Information Technology Spillovers

05/01/2003
Summary of working paper 9272
Featured in print Digest

Increasing IT investment in manufacturing industries by one percent increased supplier investments by 0.6 percent, and customer investments by 0.3 percent.

Evangelists for the computer revolution predicted that rapid advances in information processing technology would create a new economy. Vastly increased computing power would revolutionize working arrangements, leading to previously unmatched improvements in productivity and a new age for consumers. But actual evidence of the benefits flowing from roughly two decades of massive investment in information technology has accumulated more slowly.
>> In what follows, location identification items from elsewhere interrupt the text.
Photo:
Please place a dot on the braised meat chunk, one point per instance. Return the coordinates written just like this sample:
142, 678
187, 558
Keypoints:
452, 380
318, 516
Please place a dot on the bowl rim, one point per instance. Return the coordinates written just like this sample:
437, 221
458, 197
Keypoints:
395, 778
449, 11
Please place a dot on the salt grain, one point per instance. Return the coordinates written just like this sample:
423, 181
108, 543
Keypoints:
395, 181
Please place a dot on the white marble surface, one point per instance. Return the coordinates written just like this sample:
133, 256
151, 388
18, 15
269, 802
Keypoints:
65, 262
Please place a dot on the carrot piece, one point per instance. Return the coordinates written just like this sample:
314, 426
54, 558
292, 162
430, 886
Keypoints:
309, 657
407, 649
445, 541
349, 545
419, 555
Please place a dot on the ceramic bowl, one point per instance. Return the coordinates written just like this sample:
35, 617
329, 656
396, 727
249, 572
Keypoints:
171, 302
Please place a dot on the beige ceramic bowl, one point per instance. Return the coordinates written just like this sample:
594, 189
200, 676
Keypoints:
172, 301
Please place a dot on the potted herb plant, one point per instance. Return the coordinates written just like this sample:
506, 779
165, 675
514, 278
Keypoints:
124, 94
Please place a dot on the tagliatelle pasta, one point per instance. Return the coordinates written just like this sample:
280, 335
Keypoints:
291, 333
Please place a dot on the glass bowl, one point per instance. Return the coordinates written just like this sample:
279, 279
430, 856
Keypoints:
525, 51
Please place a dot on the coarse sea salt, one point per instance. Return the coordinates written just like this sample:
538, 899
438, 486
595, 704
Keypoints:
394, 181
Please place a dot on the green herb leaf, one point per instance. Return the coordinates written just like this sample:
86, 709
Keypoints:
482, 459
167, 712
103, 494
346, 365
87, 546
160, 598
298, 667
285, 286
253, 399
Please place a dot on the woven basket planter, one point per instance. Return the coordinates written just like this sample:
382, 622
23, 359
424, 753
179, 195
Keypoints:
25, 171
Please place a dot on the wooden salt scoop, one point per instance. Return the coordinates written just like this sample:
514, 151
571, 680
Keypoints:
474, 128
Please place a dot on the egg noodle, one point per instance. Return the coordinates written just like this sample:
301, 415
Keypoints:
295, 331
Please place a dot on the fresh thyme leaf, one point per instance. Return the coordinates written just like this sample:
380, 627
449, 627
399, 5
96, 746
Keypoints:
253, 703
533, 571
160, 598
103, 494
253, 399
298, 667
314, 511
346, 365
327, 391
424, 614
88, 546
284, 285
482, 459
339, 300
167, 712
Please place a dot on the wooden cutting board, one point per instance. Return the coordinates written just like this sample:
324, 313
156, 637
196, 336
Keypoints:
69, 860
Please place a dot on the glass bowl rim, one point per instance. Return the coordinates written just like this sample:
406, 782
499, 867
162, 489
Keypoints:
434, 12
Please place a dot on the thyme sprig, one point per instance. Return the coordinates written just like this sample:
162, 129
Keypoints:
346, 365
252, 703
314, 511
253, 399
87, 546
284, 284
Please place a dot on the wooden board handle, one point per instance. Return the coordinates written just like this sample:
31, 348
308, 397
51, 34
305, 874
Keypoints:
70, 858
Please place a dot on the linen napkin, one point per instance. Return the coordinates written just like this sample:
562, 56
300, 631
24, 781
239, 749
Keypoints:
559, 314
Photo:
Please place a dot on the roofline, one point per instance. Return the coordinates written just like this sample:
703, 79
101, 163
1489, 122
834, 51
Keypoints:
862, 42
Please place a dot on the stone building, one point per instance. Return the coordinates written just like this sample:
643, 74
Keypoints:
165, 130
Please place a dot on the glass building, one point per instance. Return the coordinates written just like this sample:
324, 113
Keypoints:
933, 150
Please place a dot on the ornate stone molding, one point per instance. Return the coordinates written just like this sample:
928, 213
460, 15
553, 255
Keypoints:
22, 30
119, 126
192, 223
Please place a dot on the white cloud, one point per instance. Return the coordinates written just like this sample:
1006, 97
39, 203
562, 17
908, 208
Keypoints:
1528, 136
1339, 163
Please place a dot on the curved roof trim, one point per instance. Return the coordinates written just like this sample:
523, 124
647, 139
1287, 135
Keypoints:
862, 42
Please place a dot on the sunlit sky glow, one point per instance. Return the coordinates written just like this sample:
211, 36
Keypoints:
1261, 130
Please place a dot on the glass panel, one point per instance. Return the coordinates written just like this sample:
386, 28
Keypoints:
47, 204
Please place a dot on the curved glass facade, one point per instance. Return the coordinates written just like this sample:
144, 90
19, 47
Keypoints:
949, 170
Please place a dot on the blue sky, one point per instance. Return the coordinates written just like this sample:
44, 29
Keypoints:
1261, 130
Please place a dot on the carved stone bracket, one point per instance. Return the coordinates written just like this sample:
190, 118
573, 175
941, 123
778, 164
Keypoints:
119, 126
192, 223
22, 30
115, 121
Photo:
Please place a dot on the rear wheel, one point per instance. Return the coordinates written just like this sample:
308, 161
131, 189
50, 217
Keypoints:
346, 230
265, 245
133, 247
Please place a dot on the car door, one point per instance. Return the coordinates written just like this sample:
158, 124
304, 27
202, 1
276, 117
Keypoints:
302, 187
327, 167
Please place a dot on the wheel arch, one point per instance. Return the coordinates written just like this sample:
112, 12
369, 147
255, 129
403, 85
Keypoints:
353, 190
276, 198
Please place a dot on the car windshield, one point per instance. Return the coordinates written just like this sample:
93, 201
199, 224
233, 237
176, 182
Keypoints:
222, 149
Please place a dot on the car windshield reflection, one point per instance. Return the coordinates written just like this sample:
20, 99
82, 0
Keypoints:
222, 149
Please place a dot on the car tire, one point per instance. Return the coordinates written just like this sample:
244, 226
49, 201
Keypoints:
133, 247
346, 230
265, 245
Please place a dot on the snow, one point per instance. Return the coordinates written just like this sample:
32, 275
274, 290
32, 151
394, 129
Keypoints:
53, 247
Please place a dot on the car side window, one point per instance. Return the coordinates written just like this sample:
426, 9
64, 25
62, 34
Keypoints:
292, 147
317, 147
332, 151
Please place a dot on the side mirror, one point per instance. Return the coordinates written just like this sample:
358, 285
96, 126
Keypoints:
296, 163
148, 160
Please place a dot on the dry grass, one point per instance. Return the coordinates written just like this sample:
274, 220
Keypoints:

In Information Technology Externalities: Empirical Evidence From 42 U.S. Industries (NBER Working Paper No. 9272), authors Sung-Bae Mun and M. Ishaq Nadiri measure the benefits that accrue to suppliers and customers when a specific industry invests in information technology (IT). Across the industries they examine, the value of IT equipment, computers, software, and data input, output, and storage devices, was 9 to 10 times larger in 2000 than in 1984. Service industries - such as wholesale trade, the finance sector, and business services -- had the largest IT investments.

About three fourths of the industries examined received more spillover benefits from the IT capital of their suppliers than their customers, as would be the case when a computerized supply chain lowers inventory costs. On average, a 1 percent increase in IT investments in manufacturing industries reduced the labor intensity of their suppliers by 0.01 percent. In the long run, investment in IT appears to have propagated through the supply chain. Increasing IT investment in manufacturing industries by one percent increased supplier investments by 0.6 percent, and customer investments by 0.3 percent.

Industries including business services, legal services, and banking and securities differ from manufacturing in that they have customers from a wider variety of industries than most manufacturers do. Unlike less service- oriented industries, these industries appear to have benefitted most heavily from their own IT investments and from the spillovers from the IT investments of their customers. Overall, the authors find that IT investments, and their spillover effects, reduced variable costs in all industries by promoting savings in both labor and materials.